South Korean authorities are scrambling to confirm Taleban claims the insurgent group has killed one of 23 hostages in Afghanistan.
Meanwhile, unconfirmed South Korean media reports say some of the hostages may have been freed.
South Korean officials say it may take time to confirm claims that Taleban insurgents have killed one of their hostages.
Meanwhile, South Korean media quote a government official saying at least eight other hostages have been released.
The self-described Taleban spokesman Qari Yousuf Ahmadi informed reporters of the killing Wednesday. Earlier in the day, Ahmadi warned in a telephone call the hostages were in grave danger.
Ahmadi says the Taleban is not satisfied with the Afghan and South Korean governments' response to demands that several Taleban prisoners be released. He declares the hostage negotiations a failure, and says "a few" of the South Korean hostages may be executed.

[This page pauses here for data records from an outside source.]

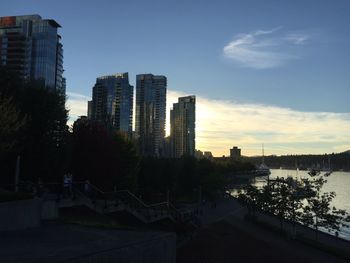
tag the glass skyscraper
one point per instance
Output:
(31, 46)
(182, 127)
(112, 102)
(150, 112)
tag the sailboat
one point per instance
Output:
(263, 169)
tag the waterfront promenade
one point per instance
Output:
(227, 237)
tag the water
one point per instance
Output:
(338, 182)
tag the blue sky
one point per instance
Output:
(277, 55)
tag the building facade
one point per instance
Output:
(112, 102)
(182, 127)
(150, 113)
(31, 47)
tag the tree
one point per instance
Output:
(42, 140)
(11, 123)
(107, 159)
(318, 212)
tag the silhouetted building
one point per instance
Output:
(31, 47)
(235, 152)
(112, 102)
(150, 113)
(89, 109)
(182, 126)
(198, 154)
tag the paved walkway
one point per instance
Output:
(227, 237)
(59, 242)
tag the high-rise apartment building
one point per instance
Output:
(182, 127)
(150, 112)
(112, 102)
(31, 47)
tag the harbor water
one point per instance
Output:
(338, 182)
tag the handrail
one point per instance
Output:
(125, 196)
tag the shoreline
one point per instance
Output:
(225, 231)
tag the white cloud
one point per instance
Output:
(263, 49)
(77, 106)
(221, 124)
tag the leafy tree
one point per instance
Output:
(11, 123)
(42, 141)
(107, 159)
(318, 212)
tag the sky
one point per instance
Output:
(272, 72)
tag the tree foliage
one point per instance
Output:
(107, 159)
(298, 202)
(41, 141)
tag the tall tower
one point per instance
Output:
(150, 112)
(112, 102)
(182, 126)
(31, 47)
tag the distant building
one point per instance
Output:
(150, 113)
(31, 47)
(235, 152)
(112, 102)
(198, 154)
(182, 126)
(208, 155)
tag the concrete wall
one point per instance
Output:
(160, 250)
(49, 210)
(21, 214)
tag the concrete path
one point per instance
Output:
(227, 237)
(60, 242)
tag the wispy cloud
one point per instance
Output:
(77, 106)
(221, 124)
(264, 49)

No formal affiliation has ever been confirmed between Ahmadi and the Taleban. Occasionally, some of his statements have proven to be inaccurate.

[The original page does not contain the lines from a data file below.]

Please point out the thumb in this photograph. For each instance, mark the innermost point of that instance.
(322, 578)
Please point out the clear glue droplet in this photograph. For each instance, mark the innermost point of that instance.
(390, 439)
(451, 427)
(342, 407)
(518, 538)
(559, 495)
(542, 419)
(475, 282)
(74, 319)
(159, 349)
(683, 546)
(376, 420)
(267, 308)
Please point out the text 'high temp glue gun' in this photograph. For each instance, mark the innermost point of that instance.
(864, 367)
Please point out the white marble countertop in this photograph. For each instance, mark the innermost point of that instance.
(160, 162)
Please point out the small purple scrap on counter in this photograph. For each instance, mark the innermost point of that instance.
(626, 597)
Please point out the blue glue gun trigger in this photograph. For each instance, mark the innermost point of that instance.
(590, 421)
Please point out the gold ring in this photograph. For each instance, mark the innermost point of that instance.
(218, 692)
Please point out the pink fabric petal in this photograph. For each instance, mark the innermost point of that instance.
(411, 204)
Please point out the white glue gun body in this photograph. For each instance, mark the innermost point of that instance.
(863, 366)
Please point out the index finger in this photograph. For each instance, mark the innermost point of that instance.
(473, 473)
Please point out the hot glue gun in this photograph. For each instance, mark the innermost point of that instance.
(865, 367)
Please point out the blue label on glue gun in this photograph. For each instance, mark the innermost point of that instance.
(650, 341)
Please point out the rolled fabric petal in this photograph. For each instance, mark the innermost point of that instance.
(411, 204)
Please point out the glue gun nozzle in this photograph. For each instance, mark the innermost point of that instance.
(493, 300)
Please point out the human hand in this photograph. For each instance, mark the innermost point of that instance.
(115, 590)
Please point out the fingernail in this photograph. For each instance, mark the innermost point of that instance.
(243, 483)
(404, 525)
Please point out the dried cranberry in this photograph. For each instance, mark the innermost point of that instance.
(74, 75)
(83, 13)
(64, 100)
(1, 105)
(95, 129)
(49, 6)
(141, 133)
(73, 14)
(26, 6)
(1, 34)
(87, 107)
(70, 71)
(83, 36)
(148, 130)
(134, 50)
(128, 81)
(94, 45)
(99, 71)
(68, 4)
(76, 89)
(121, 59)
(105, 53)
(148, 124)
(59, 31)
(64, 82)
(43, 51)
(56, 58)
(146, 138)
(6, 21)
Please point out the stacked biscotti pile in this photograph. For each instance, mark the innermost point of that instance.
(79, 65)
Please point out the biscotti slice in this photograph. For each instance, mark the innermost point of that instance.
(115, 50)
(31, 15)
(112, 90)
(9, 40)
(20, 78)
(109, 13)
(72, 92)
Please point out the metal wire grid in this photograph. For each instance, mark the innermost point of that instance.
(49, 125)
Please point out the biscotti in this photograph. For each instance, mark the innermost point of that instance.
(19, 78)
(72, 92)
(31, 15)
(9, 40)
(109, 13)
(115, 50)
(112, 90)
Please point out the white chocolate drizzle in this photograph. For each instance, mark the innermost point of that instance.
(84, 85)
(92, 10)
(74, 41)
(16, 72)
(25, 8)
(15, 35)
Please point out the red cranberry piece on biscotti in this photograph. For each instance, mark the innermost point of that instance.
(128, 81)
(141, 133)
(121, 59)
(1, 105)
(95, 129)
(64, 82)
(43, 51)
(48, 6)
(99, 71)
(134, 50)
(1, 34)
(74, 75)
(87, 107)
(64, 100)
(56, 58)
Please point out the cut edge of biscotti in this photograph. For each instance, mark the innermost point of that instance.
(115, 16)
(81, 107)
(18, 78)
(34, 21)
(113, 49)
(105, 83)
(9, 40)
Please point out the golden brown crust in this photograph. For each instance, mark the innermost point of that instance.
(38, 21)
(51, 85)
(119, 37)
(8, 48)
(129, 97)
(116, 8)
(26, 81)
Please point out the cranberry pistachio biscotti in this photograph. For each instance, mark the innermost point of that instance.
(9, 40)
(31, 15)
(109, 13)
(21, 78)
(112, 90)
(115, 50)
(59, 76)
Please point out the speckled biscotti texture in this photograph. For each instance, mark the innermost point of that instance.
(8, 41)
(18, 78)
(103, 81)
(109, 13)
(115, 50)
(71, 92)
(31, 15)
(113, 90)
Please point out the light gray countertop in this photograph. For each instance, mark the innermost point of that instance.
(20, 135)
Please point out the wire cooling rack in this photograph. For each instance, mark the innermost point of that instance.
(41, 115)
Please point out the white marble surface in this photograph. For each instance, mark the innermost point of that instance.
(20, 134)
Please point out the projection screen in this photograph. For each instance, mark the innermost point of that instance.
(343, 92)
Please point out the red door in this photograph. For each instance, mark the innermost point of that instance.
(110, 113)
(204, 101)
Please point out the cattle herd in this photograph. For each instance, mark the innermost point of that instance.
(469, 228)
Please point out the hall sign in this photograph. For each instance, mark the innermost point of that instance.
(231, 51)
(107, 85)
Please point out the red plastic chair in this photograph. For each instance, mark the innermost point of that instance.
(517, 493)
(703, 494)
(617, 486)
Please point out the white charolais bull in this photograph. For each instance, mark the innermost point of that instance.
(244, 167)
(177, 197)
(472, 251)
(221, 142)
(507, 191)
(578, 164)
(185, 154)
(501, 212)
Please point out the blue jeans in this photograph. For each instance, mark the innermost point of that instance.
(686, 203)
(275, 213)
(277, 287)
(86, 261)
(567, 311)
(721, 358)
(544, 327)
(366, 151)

Regardless, South Korean officials confirm they are devoting serious attention to the threat, and to broader efforts to free the hostages.

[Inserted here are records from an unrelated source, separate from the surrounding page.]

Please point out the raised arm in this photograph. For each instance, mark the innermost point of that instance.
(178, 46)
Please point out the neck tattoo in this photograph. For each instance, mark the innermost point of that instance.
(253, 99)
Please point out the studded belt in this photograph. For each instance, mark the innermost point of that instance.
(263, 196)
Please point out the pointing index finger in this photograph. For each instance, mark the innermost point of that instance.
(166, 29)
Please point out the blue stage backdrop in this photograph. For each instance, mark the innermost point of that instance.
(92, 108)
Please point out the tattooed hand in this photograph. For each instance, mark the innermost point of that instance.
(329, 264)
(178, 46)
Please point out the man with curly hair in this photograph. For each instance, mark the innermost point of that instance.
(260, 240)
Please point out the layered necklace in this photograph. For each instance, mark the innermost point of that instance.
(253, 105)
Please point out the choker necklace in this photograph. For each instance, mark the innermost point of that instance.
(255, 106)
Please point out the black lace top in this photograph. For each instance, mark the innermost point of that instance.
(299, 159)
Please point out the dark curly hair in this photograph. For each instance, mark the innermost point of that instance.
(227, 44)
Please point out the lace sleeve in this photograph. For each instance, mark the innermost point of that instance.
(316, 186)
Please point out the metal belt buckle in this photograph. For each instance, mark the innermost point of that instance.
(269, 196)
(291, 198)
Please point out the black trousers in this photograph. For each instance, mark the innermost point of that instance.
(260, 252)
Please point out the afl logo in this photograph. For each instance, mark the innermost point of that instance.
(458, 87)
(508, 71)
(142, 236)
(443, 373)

Here in South Korea, relatives of the hostages agonized over Wednesday's threat.
Kim Hyung-seok, president of the aid foundation that organized the trip, says some family members of the 23 hostages fainted when they heard the new threat.
The Taleban kidnapped the 23 South Koreans-- 18 of them women-last Thursday.
All of them are members of a Christian church outside of Seoul. Although the church describes their activities as humanitarian, many critics describe the travelers as missionaries, who put themselves unnecessarily at risk in one of the world's hotbeds of Islamic militancy.
South Korea bans most travel to Afghanistan, where a few hundred its soldiers and civilian personnel provide non-combat support to international security efforts.
The 23 hostages made their trip illegally. Since their capture, Seoul has announced harsher penalties for travel to banned areas.
South Korea is second only to the United States in the number of Christian missionaries it sends abroad, with an estimated 12,000 engaged in projects in about 160 countries.